# Mark iii hunter sights



## MITCH (Apr 9, 2009)

Has anyone had a problem with their front sight getting loose after only 10 to 20 rounds fired ?
Also, no matter where I move the rear sight, I can't get the POI to center on the target. Several people have tried and it still hits too far left.
Any thoughts ?
Mitch


----------



## TomC (Sep 5, 2006)

I have a MK III Hunter. Love the gun; hate the sights. I replaced the front sight with a black, square post. I replaced the V rear with a VQ Bomar like rear. I loctited both securely in place and haven’t had any problems with them. I also did a few other things like replacing the sear with a VQ sear, replaced the hammer with a VQ MK II hammer and bushing, replaced the trigger with a Marvel trigger and drilled and tapped the mag release and added a 1911 mag release extension. No more mag safety and a long enough mag release that I can reach it without shifting my hand.
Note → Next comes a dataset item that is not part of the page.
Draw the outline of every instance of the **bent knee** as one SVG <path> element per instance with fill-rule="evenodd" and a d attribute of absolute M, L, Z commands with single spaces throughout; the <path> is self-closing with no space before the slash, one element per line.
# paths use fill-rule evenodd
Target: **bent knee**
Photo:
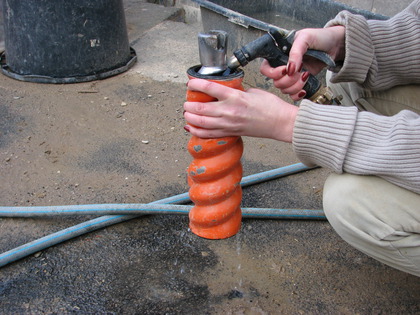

If you like the sights, consider Loctite. I like the red stuff for sights.


----------



## Couch Potato (Jun 3, 2010)

No, mine stays put, and the bullets hit right where I aim. It took a period of adjustment (me, not the sights) but now I love the sights on my Mark III Hunter.


----------



## MITCH (Apr 9, 2009)

*Mark iii hunter*

Thanks to everyone for the replies. I contacted Ruger today and their reply was yeah they come loose. Their suggestion was also to use red locktite. As far as the reason it shoots to the left, I discovered that the rear site is loose in the dovetail slot.
Bottom line: Use lock tite on everything on the Mark III.
Mitch:smt082


----------



## Couch Potato (Jun 3, 2010)

I guess it is something I can look forward to experiencing. :anim_lol:


----------